DRC: Discrete Representation Classifier With Salient Features via Fixed-Prototype

Abstract

Image classification models including convolutional neural networks (CNN) and vision transformers (ViT) commonly employ a fully connected (FC) layer as the classifier. However, the fully connected nature of FC brings large amounts of weight parameters, limits the efficiency of inference, tends to over-fit the training data, and struggles to learn distinct class weights. To solve these problems, we propose a discrete representation classifier (DRC), a generic parameter-free classifier that offers efficiency, robustness, and more discriminative categorization. Specifically, the DRC discards numerous unimportant features and focuses solely on the salient features which are reinforced during training and presented in short discrete form during inference.
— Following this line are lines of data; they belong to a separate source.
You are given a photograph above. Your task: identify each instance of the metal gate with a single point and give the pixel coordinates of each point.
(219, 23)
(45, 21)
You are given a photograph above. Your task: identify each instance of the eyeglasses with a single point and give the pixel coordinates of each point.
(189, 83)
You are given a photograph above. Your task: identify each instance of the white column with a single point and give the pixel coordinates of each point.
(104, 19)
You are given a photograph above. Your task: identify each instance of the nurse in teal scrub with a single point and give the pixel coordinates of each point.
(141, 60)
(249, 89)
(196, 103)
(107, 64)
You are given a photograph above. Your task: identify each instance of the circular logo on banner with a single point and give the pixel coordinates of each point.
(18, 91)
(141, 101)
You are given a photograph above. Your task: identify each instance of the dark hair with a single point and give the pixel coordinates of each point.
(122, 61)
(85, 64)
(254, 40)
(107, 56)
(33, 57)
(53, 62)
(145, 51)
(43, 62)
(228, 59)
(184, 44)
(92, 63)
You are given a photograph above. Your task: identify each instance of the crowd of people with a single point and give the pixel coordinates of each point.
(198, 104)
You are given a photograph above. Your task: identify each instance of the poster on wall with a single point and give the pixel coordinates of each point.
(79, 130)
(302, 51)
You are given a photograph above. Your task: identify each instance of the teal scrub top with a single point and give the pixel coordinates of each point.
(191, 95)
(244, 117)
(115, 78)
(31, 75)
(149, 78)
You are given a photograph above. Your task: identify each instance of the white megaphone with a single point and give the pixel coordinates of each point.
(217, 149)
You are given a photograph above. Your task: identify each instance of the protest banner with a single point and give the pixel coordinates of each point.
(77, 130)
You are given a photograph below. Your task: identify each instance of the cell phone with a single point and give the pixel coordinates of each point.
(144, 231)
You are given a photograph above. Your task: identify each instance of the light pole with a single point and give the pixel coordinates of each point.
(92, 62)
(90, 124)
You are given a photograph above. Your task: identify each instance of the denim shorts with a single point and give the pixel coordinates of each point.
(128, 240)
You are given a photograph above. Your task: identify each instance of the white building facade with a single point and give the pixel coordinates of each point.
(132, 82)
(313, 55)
Unlike the way of learning pseudo-prototypes (weights) from data laden with complex patterns and noises in FC, the DRC introducing discriminative fixed-prototypes which are almost uniformly distributed across the high-dimensional feature space, thus helps the model to learn more distinct boundaries between categories. Further leveraging the advantage of DRC’s focus on salient features, we propose Salient-CAM, which is able to locate the most important region in image without the need for weighting feature maps. The experiments demonstrate that simply replacing the model’s classifier from FC to DRC can lead to a significant acceleration in the whole model’s inference and a more robust classification. Additionally, the proposed Salient-CAM exhibits excellent object localization ability in complex natural scenes.